Friday, 1 March 2013

Can I continue to exercise throughout my pregnancy?


The NHS recommends that all adults do 30 mins of moderate-intensity aerobic activity on 5-6 days of each week, plus some muscle strengthening activities on 2 or more days of each week.  Moderate-intensity aerobic activity means working hard enough to raise your heart rate and break a sweat.  Muscle strengthening activities could involve lifting weights, working with resistance bands or doing exercises that use your body weight for resistance.

These guidelines also apply to healthy women who have a normal and uncomplicated pregnancy - the NHS recommends you keep up your normal physical activity or exercise for as long as you feel comfortable and use weight training to maintain and improve the strength of your postural muscles. 

If you’re having what’s termed a “high-risk” pregnancy, because you have an underlying medical condition or pre-existing injury, then exercise during your first trimester may not be appropriate.  If you have any concerns about your ability to continue exercising, consult your doctor for advice. 

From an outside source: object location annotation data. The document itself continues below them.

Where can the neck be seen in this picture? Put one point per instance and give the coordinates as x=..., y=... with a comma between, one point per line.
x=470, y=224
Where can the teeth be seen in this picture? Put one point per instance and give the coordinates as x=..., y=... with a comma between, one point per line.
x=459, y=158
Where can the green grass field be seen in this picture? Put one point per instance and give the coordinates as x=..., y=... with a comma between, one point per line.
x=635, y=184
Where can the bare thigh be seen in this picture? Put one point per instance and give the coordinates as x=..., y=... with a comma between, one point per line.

Why exercise during pregnancy?

  •       Ease or prevent back pain and other discomforts
  •       Boost your energy level
  •       Prevent excess weight gain
  •       Reduce the risk of gestational diabetes, pregnancy-related high blood pressure and postpartum depression
  •       Increase stamina, muscle strength and endurance, which helps you prepare for labour and delivery

Exercise is not dangerous for your baby and the more active and fit you are during pregnancy, the easier it will be for you to adapt to your changing shape and weight gain.  Exercise relieves stress, and active women are less likely to experience problems in later pregnancy and labour, and generally find it easier to get back into shape after the birth.  A pregnancy exercise routine can help you to build the strength, endurance and stamina you will need for labour and delivery.

However, if you weren't active before you got pregnant, don’t suddenly take up strenuous exercise – begin with no more than 15 minutes of moderate exercise, eg walking or swimming,  three times a week and increase this gradually to at least four 30-minute sessions a week.

If you were already exercising regularly prior to pregnancy, you can probably continue to work out, although you will of course need to modify your training as your pregnancy progresses.   Drink plenty of fluids to stay hydrated, and be careful to avoid overheating. No matter how dedicated you are to being in shape, don't exercise to the point of exhaustion.  Listen to your body and moderate the intensity of your workouts, so that on a scale of 1-10, you are working somewhere between 5 and 8.  In general, you should be able to carry on a conversation while you're exercising. If you can't speak normally while you're working out, you're probably pushing yourself too hard.  Also, remember that your joints and ligaments are loosened during pregnancy in order to prepare for delivery. Because of this, form and technique are more important than ever to help prevent injury.